Do I really need to do the rolls?
Rolling a trade just seems like doubling-down on a loser. Do I really need to do the rolls?
Often when Jim rolls, he changes the spread width from 5 points to 10 points, which means it must be backed up by $1000 instead of $500 in your margin account. Yes, it may seem that widening the spread width between strike prices is doubling-down in order to break even quicker. You’ll be taking on more investment risk in exchange for greater potential investment return.
But this really is part of OFI’s “secret formula.”
Roughly 65% of OFI trades win on the first try. The other 35%, however, need to be rolled to have more time to work out positively. About half of that 35% do ultimately win, and that’s how Jim’s roughly 82% win rate is achieved.
Furthermore, some of OFI’s biggest winners are trades that had to be rolled.
So, skip the rolls if you wish… perhaps because you want simplicity or prefer to deploy your capital elsewhere. But, do realize that you will no longer be following the OFI system, and your win rate and your profits will be lower than other OFI members.
And do not arbitrarily decide to roll some of the trades but not others. That just ensures that you will lock in losses on some trades that would have been winners if rolled and will roll some trades that will incur additional losses. You must be consistent and roll all or roll none to capture the profitability of my trading system.
The silver lining of rolling trades that haven’t worked out yet is that the dollar return when they do work out is tremendous. And, since (with a put credit spread) the stock has declined in price, the probability of success is higher because the stock is cheaper than before and more undervalued, promising an eventual sharp snap-back.
In the context of the stock market, Jim says he’s always viewed the phrase “good money after bad” to be the opposite of “logic.” Rather, it is an illogical investor bias. Evaluating a trade’s future prospects based on past price performance reflects a behavioral-investing bias known as “recency bias,” where one erroneously judges the future prospects of a trade based on some recent past reference point. In most cases, the past reference point is a declining stock price.
http://bucks.blogs.nytimes.com/2012/02/13/tomorrows-market-probably-wont-look-anything-like-today/
The argument to cut losses is based on the erroneous opinion that stock prices are always efficient. In other words, many people think that a stock that declines in price deserves to decline in price and should be sold because the market is “telling” them it is a bad investment. Furthermore, many people believe that a stock price that declines in price is more likely to continue dropping in price than rebound back up. Value investors utterly reject this way of thinking. As Warren Buffett said in his 2011 shareholder letter:
“The logic is simple: If you are going to be a net buyer of stocks in the future, you are hurt when stocks rise. You benefit when stocks swoon. Emotions, however, too often complicate the matter: Most people, including those who will be net buyers in the future, take comfort in seeing stock prices advance. These shareholders resemble a commuter who rejoices after the price of gas increases, simply because his tank contains a day’s supply.
“Charlie and I don’t expect to win many of you over to our way of thinking – we’ve observed enough human behavior to know the futility of that – but we do want you to be aware of our personal calculus. And here a confession is in order: In my early days I, too, rejoiced when the market rose. Then I read Chapter Eight of Ben Graham’s The Intelligent Investor, the chapter dealing with how investors should view fluctuations in stock prices. Immediately the scales fell from my eyes, and low prices became my friend. Picking up that book was one of the luckiest moments in my life.”
http://berkshirehathaway.com/letters/2011ltr.pdf (page 7)
In a 1990 interview, Buffett said:
“For some reason, people take their cues from price action rather than from values. What doesn’t work is when you start doing things that you don’t understand or because they worked last week for somebody else. The dumbest reason in the world to buy a stock is because it’s going up.
“None of this means, however, that a business or stock is an intelligent purchase simply because it is unpopular; a contrarian approach is just as foolish as a follow-the-crowd strategy. What’s required is thinking rather than polling.”

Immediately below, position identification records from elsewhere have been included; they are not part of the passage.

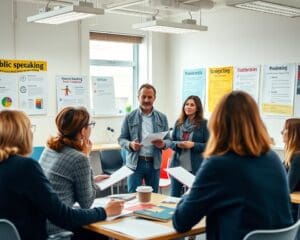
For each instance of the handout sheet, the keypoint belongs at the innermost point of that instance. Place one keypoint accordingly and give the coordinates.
(182, 175)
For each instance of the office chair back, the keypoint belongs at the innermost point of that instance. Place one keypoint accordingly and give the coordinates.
(288, 233)
(8, 230)
(111, 160)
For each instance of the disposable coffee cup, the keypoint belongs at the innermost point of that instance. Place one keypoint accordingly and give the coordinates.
(144, 193)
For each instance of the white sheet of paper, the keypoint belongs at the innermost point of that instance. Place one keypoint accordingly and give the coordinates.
(153, 136)
(182, 175)
(139, 228)
(117, 176)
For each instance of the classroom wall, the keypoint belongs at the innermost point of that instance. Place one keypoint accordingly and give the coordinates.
(66, 49)
(234, 37)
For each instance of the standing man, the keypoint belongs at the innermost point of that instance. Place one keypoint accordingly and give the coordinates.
(144, 160)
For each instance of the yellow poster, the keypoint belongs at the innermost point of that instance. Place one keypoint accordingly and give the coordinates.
(11, 66)
(219, 83)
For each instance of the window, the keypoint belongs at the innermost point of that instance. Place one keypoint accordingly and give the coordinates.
(117, 56)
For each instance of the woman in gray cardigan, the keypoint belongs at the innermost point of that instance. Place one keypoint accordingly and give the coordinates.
(65, 161)
(189, 137)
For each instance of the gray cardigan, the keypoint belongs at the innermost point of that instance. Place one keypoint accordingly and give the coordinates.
(71, 176)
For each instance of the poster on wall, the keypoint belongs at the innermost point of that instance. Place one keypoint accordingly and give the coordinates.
(72, 90)
(103, 98)
(193, 83)
(28, 80)
(219, 83)
(8, 94)
(278, 89)
(246, 79)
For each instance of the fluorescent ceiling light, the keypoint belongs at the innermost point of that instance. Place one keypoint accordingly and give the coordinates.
(268, 7)
(66, 14)
(168, 27)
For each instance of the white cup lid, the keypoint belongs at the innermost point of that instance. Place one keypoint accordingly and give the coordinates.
(144, 189)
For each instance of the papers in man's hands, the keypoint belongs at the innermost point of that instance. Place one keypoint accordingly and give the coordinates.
(139, 228)
(181, 175)
(153, 136)
(117, 176)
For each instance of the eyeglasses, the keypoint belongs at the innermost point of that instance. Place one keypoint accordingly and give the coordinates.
(32, 128)
(92, 124)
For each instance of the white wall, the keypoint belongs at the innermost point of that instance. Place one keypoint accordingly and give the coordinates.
(234, 37)
(66, 49)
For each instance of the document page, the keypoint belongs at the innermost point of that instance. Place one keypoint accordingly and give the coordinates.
(153, 136)
(181, 175)
(117, 176)
(139, 228)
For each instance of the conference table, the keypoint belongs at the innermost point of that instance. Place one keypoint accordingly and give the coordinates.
(156, 199)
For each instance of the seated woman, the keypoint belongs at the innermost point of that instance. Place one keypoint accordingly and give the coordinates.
(27, 197)
(291, 139)
(65, 161)
(241, 185)
(189, 137)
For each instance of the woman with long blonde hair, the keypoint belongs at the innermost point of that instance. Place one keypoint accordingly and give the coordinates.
(241, 185)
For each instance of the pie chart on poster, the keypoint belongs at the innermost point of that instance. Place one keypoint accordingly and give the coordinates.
(6, 102)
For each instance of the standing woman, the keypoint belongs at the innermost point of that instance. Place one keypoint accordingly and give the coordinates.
(65, 161)
(291, 139)
(189, 137)
(241, 185)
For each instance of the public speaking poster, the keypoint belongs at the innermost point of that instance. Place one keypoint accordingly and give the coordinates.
(246, 79)
(193, 83)
(72, 90)
(219, 83)
(24, 85)
(278, 89)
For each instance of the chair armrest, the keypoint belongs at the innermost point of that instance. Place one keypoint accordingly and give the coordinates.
(66, 235)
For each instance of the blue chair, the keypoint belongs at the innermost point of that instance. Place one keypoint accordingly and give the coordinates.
(288, 233)
(37, 152)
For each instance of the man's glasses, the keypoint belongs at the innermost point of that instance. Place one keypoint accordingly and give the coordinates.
(92, 124)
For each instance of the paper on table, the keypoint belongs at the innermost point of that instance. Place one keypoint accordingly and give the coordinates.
(117, 176)
(139, 228)
(153, 136)
(181, 175)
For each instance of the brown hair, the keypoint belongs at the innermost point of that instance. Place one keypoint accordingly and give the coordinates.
(147, 85)
(198, 114)
(69, 121)
(292, 145)
(15, 134)
(235, 125)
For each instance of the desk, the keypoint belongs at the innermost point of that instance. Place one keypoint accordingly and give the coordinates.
(155, 199)
(295, 197)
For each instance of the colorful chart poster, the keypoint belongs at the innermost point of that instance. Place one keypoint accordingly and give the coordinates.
(219, 83)
(24, 85)
(33, 93)
(193, 83)
(8, 93)
(103, 96)
(278, 89)
(246, 79)
(72, 90)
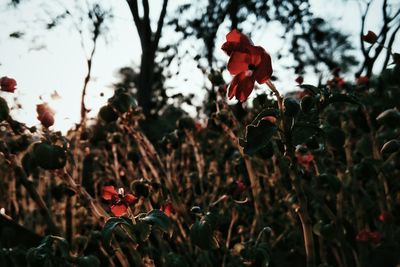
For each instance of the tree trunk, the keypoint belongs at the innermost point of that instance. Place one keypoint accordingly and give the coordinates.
(145, 82)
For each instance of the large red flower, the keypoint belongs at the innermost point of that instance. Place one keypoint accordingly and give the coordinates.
(119, 201)
(249, 63)
(8, 84)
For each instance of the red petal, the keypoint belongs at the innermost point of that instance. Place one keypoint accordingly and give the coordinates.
(109, 192)
(8, 84)
(370, 37)
(263, 70)
(236, 41)
(238, 62)
(245, 85)
(129, 198)
(238, 37)
(233, 86)
(119, 209)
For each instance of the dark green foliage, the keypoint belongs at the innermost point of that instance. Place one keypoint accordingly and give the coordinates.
(257, 136)
(108, 114)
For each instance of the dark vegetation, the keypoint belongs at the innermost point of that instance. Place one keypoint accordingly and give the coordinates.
(306, 179)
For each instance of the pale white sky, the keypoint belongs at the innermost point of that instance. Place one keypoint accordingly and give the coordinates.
(61, 65)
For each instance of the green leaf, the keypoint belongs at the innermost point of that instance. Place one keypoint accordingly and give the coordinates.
(310, 88)
(258, 254)
(201, 234)
(258, 136)
(88, 261)
(391, 146)
(4, 110)
(336, 98)
(325, 230)
(141, 230)
(159, 219)
(389, 117)
(265, 112)
(110, 226)
(302, 132)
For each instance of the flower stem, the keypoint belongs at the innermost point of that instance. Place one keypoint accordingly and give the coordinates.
(303, 209)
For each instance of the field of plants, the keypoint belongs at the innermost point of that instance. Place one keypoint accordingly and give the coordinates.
(310, 178)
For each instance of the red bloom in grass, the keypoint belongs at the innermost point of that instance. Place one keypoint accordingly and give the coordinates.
(305, 160)
(240, 187)
(384, 216)
(370, 37)
(45, 115)
(119, 201)
(198, 126)
(337, 81)
(247, 62)
(362, 80)
(368, 236)
(167, 208)
(271, 119)
(299, 80)
(8, 84)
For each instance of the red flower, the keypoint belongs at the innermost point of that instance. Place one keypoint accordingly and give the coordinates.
(305, 160)
(299, 80)
(240, 187)
(271, 119)
(337, 81)
(8, 84)
(368, 236)
(198, 126)
(384, 216)
(119, 201)
(247, 62)
(370, 37)
(362, 80)
(45, 115)
(167, 208)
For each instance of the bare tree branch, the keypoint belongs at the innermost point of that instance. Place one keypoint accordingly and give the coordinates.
(160, 24)
(389, 47)
(133, 6)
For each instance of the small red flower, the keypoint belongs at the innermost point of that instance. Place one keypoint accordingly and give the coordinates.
(240, 188)
(384, 216)
(305, 160)
(368, 236)
(362, 80)
(337, 81)
(370, 37)
(119, 201)
(301, 94)
(167, 208)
(8, 84)
(247, 62)
(45, 115)
(299, 80)
(198, 126)
(271, 119)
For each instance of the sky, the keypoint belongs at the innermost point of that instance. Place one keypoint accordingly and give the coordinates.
(46, 62)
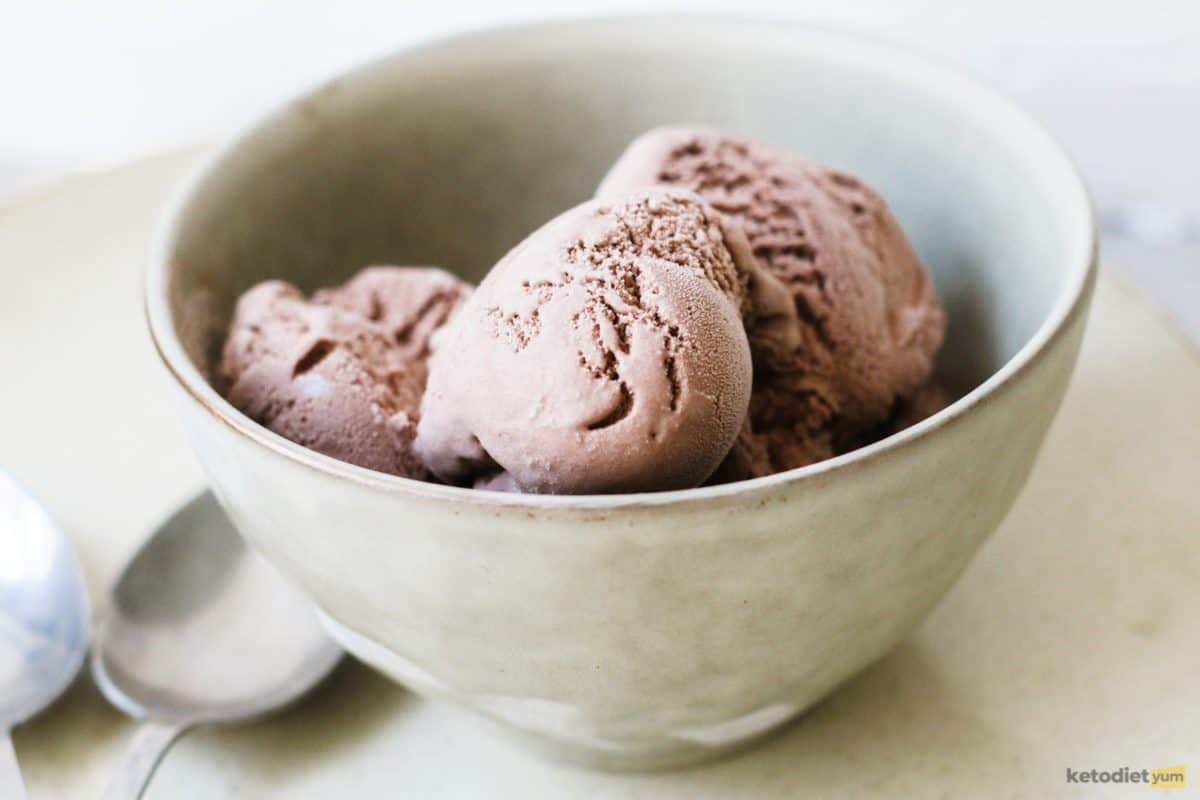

http://www.scribd.com/doc/158301995/Buffett-Takes-Stock-NYTimes-1990
Thinking requires an evaluation of the company’s competitive positioning, profitability, management quality, and future market opportunity. None of these things have anything to do with short-term price fluctuations, which are nothing more than a snapshot poll of emotional, trigger-happy traders.
So, always focus on a stock’s intrinsic value and the possibility that a stock-price decline is emotional and irrational. Stock prices are often wrong and often do not reflect intrinsic value, thus the best time to invest is when the stock price is lower than intrinsic value. In other words, value investing advocates investing precisely when technical trend followers advocate getting out.
Jim is a value investor who believes that market prices often deviate from intrinsic value but eventually converge with intrinsic value. He is not a slave of short-term price movement. Many of OFI’s most profitable put spreads have initially been losers that ended up big winners after a few rolls precisely because we did not panic and lock in losses, but were patient and confident in our assessment of a stock’s intrinsic value.